Finding themselves under attack, the anti-vaccine activists may step up their efforts. “I do think probably it’s going to get worse before it gets better,” said Wolynn.

Lessons learned

To help other doctors and practices that may find themselves threatened, Wolynn and Kids Plus communications manager Chad Hermann have put together a toolkit with specific instructions for how practices should prepare for, defend and clean up after an attack.

“If you’re attacked on Twitter, here’s what you do. If you’re attacked on Facebook, here’s what you do,” Wolynn said. The toolkit has already been revised twice because of changes in policy made by social media companies.

The 80-page toolkit is intended to help practices defend themselves against attackers who can do real damage, Wolynn said. The anti-vaxxers, for instance, posted negative reviews about Kids Plus on sites such as Yelp and Google. The practice, which had consistently earned four-star ratings, saw those ratings plummet after the attack.

Wolynn said the practice is seeking financial support from a nonprofit company or foundation to absorb some of the costs of the toolkit so it can be distributed free to pediatricians and other doctors.

There are certain steps practices will want to take to counter an attack. Kids Plus immediately blocked users posting the anti-vaccine messages on its Facebook page. It shut off the ratings on its own Facebook page and demanded that Yelp and Google take down the fraudulent reviews. Some were obvious, such as the one-star review sent from someone in Sydney, Australia.
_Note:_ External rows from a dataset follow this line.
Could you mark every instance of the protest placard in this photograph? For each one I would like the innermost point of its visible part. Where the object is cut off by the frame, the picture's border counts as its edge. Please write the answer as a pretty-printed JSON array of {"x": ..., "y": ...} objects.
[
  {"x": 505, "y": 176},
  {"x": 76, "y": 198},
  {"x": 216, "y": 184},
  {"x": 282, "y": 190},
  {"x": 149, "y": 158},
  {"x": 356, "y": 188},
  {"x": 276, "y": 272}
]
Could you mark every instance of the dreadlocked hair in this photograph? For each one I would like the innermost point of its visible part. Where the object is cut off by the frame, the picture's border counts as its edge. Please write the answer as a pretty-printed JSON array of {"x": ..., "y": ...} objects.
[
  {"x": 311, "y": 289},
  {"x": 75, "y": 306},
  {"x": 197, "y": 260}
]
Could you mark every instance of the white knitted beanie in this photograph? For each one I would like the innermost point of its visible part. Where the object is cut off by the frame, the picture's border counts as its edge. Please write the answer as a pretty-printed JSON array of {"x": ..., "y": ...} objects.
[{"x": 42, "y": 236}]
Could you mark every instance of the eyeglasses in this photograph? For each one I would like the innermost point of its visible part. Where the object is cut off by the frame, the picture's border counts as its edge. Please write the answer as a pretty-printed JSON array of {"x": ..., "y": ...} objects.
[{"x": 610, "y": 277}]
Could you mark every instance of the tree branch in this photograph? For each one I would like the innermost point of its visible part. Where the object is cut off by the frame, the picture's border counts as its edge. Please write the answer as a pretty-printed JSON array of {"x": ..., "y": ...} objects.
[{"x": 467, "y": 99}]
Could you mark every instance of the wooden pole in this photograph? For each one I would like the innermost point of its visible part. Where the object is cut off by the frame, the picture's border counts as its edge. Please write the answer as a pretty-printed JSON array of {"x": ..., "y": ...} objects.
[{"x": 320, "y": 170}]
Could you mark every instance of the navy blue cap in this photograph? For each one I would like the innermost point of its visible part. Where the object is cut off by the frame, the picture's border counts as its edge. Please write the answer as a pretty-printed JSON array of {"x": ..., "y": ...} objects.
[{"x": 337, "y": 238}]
RELATED: Another way for anti-vaxxers to skip shots for schoolkids—A doctor’s note

“I don’t think a parent from Sydney is going to be bringing a child into my practice for an ear infection,” he said.

He also advises practices not to try and counter the arguments of those who are blatantly anti-vaccine and are there to threaten and scare them. “Disengage. Ban them, get them off your page. Get them off your site,” he said.

When the attack happened, Wolynn was attending a national pediatrics conference, where he was speaking about the benefits of practices using social media to engage patients. He told his audience what he knew about the attack. “This literally just scared the hell out of them,” he said.

He was able to rally other medical professionals at the conference to come to Kids Plus' defense and counter the anti-vaccine posts. And that has prompted him to establish what he calls “The Shots Heard Round the World” virtual social media calvary. He describes it as a pro-vaccine rapid-response network of physicians and others who can post pro-vaccine information to combat anti-vaccine efforts.

“It will be like a virtual cavalry,” he said. Anyone interested can email [email protected] to get on the list. Members will be vetted and the list will be kept private.

 

Despite the attack on Kids Plus, Wolynn isn’t backing down from his advice that physician practices get involved with social media. “I would say we still strongly support being on social media,” he said. 

If physicians aren’t on social media with fact-based information for patients, the internet will be filled with pseudo-science, he said.